There is need to simplify the present confusing structure of regional and national organisations associated with social housing, whose remit is not clearly understood and are not seen to contribute to the provision of or improved social housing. The Charter should establish a single democratic model for tenant participation in the management process of each registered social landlord.
Reason: The present model for tenant participation is neither democratic nor transparent. Currently registered tenant organisations are open to residents who are not tenants but own property within the community. Communities Scotland recognise the “multi-tenure nature of communities” and “many tenant organisations are made up of a mix of tenants and residents”. It is also accepted that “Tenant organisations which also include owners can be registered with their landlord as an RTO under the Housing (Scotland) Act 2001, and as such have a statutory right to be consulted on Housing and related matters.”
At this point there is a distinction between what affects the community as a whole, such as “maintenance of open space areas, and strategies for dealing with anti-social behaviour across all tenures” and matters which are specific to tenants of registered social landlords.
In many respects these are matters that should come under the aegis of community councils, ward forums or similar community structures with the same or similar remit, rather than registered tenant organisations. If there is not a suitable existing community organisation, another option is to set up a registered community group.
Currently the various bodies that claim to represent social tenants are neither representative nor effective in communicating the views of the tenant to the social landlord. A particular example is the structure of “regional networks” where the representatives are elected by registered tenant organisations.
There are many areas in Scotland where no such organisations exist, so that it is not unreasonable to suggest that the majority of tenants are not represented at any level, particularly those in remote or rural areas. As a registered tenants organisation is open to all residents, the interest and remit of such an organisation is wider than that relating to specific tenancy issues, where only tenant and landlord should be involved.
It is reasonable to suggest that there is currently no effective channel for tenants to participate in the management of social housing at local, regional or national level. A distinction must be made between resident, where the issues affect the community, and tenant, where the issues are specifically tenancy related.
This is particularly pertinent where the social landlord is the local authority. Examples can be given where a local authority is using funds from the Housing Revenue Account to support housing forums which include non-tenants. Again the more appropriate channel for this activity should be either through other channels of local authority activity or through community councils.
A local authority may have a role as a social landlord and also have a role as a provider of social services and the distinction must be clear. Again it is worth noting that Communities Scotland accept that “Where an issue is solely tenancy related it would however be appropriate that only tenant members of the group are consulted and involved in the decision making process for that particular issue.”

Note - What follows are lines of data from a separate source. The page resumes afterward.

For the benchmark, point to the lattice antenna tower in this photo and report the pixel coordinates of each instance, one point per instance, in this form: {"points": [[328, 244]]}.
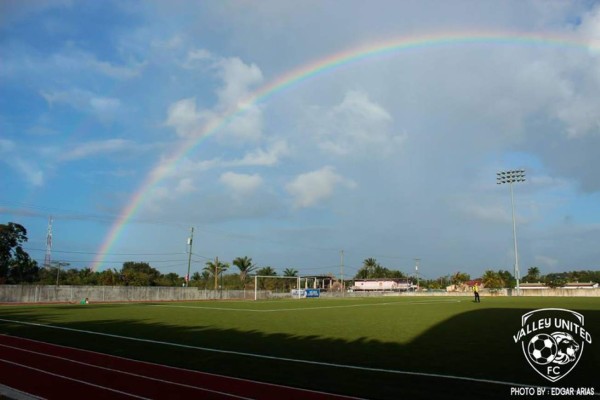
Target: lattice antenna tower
{"points": [[48, 258]]}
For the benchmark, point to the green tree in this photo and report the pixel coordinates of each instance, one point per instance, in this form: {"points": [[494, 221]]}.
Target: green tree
{"points": [[269, 284], [290, 272], [214, 268], [12, 237], [507, 278], [139, 274], [245, 266], [492, 280], [533, 275], [460, 278]]}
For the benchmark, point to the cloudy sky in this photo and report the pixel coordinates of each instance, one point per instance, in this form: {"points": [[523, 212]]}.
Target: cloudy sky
{"points": [[130, 122]]}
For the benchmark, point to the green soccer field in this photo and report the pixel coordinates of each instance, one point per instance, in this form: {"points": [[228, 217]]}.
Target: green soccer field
{"points": [[384, 348]]}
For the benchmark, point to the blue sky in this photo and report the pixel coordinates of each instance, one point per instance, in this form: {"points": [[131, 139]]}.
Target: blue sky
{"points": [[393, 157]]}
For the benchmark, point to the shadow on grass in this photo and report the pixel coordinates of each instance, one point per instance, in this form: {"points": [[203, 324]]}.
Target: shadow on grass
{"points": [[476, 344]]}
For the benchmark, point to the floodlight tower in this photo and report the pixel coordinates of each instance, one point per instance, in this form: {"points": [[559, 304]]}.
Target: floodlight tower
{"points": [[48, 257], [510, 177]]}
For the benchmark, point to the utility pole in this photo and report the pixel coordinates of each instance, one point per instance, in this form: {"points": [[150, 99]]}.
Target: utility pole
{"points": [[190, 242], [342, 268], [48, 257], [510, 177], [417, 270], [59, 264], [216, 272]]}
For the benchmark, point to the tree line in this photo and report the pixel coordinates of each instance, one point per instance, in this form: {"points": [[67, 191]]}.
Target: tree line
{"points": [[17, 267]]}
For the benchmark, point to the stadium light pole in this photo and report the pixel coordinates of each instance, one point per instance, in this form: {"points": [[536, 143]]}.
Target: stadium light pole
{"points": [[58, 265], [510, 177]]}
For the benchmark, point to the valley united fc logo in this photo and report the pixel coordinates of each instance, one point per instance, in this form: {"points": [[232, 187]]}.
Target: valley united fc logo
{"points": [[552, 340]]}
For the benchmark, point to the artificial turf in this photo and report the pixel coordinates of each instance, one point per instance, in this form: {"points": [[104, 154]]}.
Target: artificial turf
{"points": [[354, 346]]}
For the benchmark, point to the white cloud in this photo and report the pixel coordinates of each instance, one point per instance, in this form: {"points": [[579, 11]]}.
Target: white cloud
{"points": [[184, 118], [238, 79], [241, 184], [104, 108], [260, 157], [94, 148], [357, 124], [185, 185], [310, 188], [196, 58]]}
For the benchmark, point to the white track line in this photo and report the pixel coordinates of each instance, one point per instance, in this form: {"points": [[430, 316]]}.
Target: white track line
{"points": [[73, 379], [126, 372], [306, 308], [178, 368], [262, 356]]}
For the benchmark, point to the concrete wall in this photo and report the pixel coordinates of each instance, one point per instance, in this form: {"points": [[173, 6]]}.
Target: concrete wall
{"points": [[561, 292], [74, 294]]}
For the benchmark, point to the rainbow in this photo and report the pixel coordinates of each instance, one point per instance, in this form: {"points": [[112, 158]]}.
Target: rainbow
{"points": [[311, 71]]}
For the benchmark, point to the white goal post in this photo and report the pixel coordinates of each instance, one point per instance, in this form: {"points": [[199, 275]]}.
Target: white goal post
{"points": [[256, 277]]}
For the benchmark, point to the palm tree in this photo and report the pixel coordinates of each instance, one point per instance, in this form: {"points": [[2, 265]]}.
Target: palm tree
{"points": [[370, 264], [245, 266], [215, 268], [533, 275], [267, 271]]}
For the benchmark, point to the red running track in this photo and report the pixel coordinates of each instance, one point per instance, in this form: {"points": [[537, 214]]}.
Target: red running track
{"points": [[57, 372]]}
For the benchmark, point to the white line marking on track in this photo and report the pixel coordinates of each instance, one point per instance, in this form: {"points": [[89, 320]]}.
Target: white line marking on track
{"points": [[125, 372], [306, 308], [231, 378], [262, 356], [73, 379]]}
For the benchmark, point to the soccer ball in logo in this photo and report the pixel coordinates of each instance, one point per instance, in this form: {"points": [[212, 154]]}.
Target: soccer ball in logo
{"points": [[542, 349]]}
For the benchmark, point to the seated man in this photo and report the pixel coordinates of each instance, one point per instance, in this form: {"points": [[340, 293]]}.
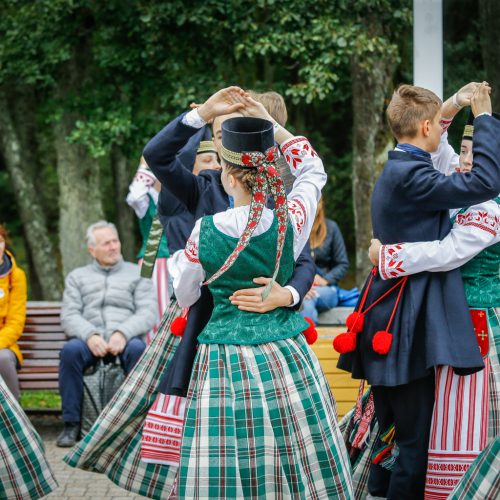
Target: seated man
{"points": [[107, 308]]}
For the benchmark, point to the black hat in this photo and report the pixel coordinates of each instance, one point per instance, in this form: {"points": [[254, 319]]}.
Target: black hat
{"points": [[244, 135]]}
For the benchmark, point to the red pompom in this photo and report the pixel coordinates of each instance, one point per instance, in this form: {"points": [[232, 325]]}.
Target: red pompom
{"points": [[345, 342], [178, 326], [355, 322], [310, 333], [382, 341]]}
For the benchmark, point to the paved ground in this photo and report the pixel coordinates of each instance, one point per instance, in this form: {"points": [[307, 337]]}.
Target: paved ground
{"points": [[74, 484]]}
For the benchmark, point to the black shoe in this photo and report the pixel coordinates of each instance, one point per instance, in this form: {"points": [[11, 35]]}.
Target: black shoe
{"points": [[69, 436]]}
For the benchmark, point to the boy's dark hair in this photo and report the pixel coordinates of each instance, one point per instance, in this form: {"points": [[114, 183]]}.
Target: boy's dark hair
{"points": [[409, 106]]}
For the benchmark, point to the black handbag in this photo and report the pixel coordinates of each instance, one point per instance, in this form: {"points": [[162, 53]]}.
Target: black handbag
{"points": [[100, 383]]}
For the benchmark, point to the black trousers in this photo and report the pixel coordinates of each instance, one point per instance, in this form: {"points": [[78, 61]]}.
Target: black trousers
{"points": [[176, 379], [409, 407]]}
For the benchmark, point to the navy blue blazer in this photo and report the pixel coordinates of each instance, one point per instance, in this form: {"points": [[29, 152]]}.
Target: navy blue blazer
{"points": [[432, 325], [203, 194]]}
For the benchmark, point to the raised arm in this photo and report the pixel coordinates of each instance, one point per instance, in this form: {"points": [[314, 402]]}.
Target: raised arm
{"points": [[473, 231], [445, 160]]}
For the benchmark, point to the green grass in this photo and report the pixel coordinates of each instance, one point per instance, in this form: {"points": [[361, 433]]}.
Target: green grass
{"points": [[40, 399]]}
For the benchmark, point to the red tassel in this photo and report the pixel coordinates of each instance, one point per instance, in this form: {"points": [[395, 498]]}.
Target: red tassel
{"points": [[310, 333], [355, 322], [345, 342], [382, 341], [178, 326]]}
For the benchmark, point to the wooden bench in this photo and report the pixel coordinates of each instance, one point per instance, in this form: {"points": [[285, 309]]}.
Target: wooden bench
{"points": [[40, 343]]}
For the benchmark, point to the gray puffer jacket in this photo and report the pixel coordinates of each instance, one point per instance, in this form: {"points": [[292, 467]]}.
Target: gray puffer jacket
{"points": [[102, 300]]}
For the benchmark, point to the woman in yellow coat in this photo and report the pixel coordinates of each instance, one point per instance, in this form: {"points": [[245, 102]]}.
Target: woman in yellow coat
{"points": [[12, 314]]}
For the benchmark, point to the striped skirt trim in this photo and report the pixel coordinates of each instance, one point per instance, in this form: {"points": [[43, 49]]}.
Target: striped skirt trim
{"points": [[261, 423], [113, 445], [24, 471]]}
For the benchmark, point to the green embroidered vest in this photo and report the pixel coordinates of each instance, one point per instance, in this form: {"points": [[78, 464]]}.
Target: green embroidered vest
{"points": [[145, 226], [481, 276], [229, 325]]}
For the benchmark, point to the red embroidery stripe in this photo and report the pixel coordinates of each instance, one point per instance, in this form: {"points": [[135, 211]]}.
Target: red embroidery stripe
{"points": [[481, 226]]}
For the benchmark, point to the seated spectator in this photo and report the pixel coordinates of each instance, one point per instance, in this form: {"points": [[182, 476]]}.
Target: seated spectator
{"points": [[107, 309], [330, 257], [12, 314]]}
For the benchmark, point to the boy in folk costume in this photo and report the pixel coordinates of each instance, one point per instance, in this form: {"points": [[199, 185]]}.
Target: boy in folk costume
{"points": [[466, 414], [402, 329]]}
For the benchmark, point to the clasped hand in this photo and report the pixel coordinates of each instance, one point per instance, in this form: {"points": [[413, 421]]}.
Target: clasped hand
{"points": [[99, 347]]}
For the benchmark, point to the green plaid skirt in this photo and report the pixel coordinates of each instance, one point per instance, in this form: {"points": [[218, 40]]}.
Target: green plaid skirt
{"points": [[261, 424], [113, 445], [24, 471]]}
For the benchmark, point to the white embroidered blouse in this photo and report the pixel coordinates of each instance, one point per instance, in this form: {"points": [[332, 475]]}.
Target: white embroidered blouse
{"points": [[473, 231], [307, 167]]}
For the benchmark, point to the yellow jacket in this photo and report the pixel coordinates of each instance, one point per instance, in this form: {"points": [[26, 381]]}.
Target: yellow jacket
{"points": [[13, 296]]}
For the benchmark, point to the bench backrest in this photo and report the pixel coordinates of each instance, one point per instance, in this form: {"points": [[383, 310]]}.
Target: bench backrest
{"points": [[40, 343]]}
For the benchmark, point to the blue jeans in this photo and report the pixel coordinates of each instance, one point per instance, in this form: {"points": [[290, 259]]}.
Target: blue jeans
{"points": [[75, 358], [326, 298]]}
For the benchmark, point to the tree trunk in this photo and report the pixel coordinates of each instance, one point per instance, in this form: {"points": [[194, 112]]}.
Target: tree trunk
{"points": [[370, 82], [124, 214], [80, 195], [31, 210], [489, 14]]}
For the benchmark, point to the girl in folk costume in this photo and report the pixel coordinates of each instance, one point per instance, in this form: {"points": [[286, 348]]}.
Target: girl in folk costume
{"points": [[143, 198], [260, 420], [24, 471]]}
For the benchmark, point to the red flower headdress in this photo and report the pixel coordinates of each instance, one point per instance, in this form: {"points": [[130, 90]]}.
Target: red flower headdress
{"points": [[268, 180]]}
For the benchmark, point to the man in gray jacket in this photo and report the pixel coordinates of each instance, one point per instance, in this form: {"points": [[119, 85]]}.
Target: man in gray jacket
{"points": [[107, 309]]}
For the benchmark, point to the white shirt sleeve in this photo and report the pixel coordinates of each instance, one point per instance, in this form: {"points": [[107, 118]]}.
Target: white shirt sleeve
{"points": [[186, 270], [472, 232], [445, 159], [306, 166]]}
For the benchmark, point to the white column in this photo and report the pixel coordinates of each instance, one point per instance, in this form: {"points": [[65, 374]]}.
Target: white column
{"points": [[428, 45]]}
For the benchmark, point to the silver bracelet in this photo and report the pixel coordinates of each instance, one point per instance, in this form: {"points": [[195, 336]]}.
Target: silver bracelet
{"points": [[455, 101]]}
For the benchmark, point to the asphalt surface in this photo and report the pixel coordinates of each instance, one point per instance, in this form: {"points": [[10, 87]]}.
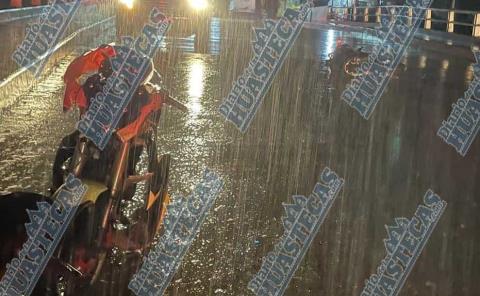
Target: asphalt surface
{"points": [[388, 162]]}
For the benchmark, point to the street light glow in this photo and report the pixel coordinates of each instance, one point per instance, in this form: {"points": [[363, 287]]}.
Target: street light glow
{"points": [[128, 3], [199, 4]]}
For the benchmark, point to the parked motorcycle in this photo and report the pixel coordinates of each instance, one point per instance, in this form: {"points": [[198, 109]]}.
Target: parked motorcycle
{"points": [[111, 176]]}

This must be clearly understood by all local authorities. It is essential for the future of social housing in Scotland that effective tenant participation as well as consultation is encapsulated in the Charter.
One prospective outcome in the Discussion Paper suggests that rent levels are set in consultation with tenants. In many aspects of social housing management consultation should be a preliminary stage with any implementation of the proposals, which were the subject of a consultation, requiring participation by democratically elected representatives of all tenants of that social landlord at the time when any decision is made.
Without democratic tenant participation in the management of social housing the future of the Charter cannot be assured. Unlike the National Health Service there is the need for a single model of tenant participation to be set out in the Charter. At some point in the future this could form the basis for regional and national representation, replacing the current undemocratic organisations.
In the discussion paper the word tenant and resident are both used.
For example "Residents are content with how their landlord is dealing with anti-social behaviour problems on their estate". If their is multi-tenure on the estate this is not the responsibility of the landlord alone, only if the anti-social behaviour is caused by or related to a tenant of that landlord.
On page 19 of the Discussion Paper it is stated that the following pages provide examples of possible outcomes. As with any outcome it must be evidence based, which the wording must reflect. The above outcome is so loosely worded, that it does not constitute an outcome. For example, what evidence is required to show that residents are content, particularly if the problem is ongoing.